The great Christopher Plummer is an elegant, amiable presence in writer-director Mike Mills’ Beginners. He plays an elderly gay man who comes out after his wife’s death, and the character is determined to make the most of life in the time he has left. Plummer glides through his scenes, hitting just the right notes, and his beaming, impish smile stays with one long after the credits roll. The film could use a lot more of him. Plummer appears entirely in flashbacks. The actual story is about the character’s son (Ewan McGregor), and his efforts to put his father’s death behind him. Key to this is his budding relationship with a pretty actress (Mélanie Laurent) who has father issues of her own. The romance is the story’s centerpiece, but it’s a glum one. As soon as the couple seems to lighten up and show some playfulness, the angst wells up again. The film is oppressively earnest, and shallow to boot. Mills tries to conceal the lack of depth with storytelling gimmicks: extensive flashbacks, jump cuts within scenes, and single-image montages narrated with trite philosophizing. He even includes gaudy absurdist touches, such as the subtitled fantasy conversations with a pet dog. All he manages is to highlight the dullness of the main story. Whenever the film cuts back to Plummer, one breathes a sigh of relief. Overall, the picture is a dreary, forgettable effort.

Monday, January 30, 2012

Short Take: Captain America: The First Avenger

This review was originally published on Pol Culture.

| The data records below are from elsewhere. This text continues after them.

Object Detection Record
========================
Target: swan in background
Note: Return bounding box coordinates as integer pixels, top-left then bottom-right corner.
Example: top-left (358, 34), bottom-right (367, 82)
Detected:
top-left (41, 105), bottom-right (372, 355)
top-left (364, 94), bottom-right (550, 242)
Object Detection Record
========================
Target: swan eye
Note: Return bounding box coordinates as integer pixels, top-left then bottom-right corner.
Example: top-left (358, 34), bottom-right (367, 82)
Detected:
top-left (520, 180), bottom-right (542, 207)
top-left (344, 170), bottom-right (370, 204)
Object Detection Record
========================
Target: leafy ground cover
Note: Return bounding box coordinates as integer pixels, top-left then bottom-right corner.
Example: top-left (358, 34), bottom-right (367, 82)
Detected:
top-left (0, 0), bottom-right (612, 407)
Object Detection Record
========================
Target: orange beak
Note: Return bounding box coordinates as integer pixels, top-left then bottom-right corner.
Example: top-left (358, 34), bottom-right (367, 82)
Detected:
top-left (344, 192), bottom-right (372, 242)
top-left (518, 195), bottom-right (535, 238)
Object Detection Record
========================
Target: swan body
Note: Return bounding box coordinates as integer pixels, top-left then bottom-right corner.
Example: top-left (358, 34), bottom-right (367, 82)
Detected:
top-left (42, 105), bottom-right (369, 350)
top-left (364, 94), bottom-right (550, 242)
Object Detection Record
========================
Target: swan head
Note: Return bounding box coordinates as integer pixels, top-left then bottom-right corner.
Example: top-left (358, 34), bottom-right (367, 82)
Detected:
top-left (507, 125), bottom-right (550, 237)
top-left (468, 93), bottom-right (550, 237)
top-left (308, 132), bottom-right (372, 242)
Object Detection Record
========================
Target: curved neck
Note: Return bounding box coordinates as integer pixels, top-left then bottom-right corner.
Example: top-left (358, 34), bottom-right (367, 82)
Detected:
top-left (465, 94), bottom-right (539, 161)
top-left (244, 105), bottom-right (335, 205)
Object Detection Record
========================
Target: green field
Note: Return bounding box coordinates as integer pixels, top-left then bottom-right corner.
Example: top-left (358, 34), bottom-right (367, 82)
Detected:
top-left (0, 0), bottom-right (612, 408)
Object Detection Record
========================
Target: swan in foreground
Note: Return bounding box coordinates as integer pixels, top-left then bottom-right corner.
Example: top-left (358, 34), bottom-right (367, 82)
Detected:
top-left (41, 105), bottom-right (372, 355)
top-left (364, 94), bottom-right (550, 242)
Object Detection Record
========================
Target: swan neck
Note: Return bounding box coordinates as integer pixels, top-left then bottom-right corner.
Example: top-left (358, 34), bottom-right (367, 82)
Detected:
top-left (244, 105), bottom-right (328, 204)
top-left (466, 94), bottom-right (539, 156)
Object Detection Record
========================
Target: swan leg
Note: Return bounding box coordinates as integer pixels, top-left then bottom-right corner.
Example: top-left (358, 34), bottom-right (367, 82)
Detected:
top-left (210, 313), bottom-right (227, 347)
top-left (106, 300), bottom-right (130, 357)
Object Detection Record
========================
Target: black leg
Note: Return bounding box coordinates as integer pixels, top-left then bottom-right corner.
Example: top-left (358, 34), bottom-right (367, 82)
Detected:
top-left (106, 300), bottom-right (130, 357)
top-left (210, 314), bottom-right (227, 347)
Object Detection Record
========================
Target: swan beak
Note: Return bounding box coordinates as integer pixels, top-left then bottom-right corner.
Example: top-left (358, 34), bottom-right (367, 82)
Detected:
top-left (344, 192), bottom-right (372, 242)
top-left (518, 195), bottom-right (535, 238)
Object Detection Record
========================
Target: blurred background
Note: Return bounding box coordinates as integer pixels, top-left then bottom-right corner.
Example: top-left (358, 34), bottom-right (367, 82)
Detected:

The Marvel Comics patriotic superhero, created in 1941 by Joe Simon and Jack Kirby, gets the big-budget, big-screen treatment in Captain America: The First Avenger. The film, directed by Joe Johnston from a script credited to Christopher Markus and Stephen McFeeley, is one of the better comic-book superhero adaptations. The title character, played by Chris Evans, starts out as a sickly, diminutive fellow who is determined to serve the Allied cause in World War II. Repeatedly rejected for enlistment, he catches the eye of an expatriate German scientist (Stanley Tucci), who is part of a government project to create a group of super soldiers. After the scientist’s procedures transform the recruit into a superman, unforeseen circumstances make him the only one of his kind. The script is very canny in its development of the character. The three acts are each structured as stages in his self-realization as a hero. The first covers his transformation; the second has him prove his worthiness as a combat operative (the government initially uses him solely as a propaganda tool); and the third has him triumph with a supreme act of selflessness. The film thankfully doesn’t dawdle over the grand scheme of the Red Skull (Hugo Weaving), the rogue Nazi who becomes the hero’s nemesis. Johnston and the writers are in and out with the exposition, and dive headlong into the solidly executed action scenes. The actors are pretty solid as well. Chris Evans gives the title character an earnest, morally centered determination that seems just right. Stanley Tucci and Tommy Lee Jones are the standouts among the supporting cast. Tucci all but disappears into his role as the scientist, and Jones is splendidly familiar as the hero’s gruff, no-nonsense commanding officer. Special mention should be made of Rick Heinrich’s production design and Anna B. Sheppard’s costuming; both capture the 1940s milieu perfectly.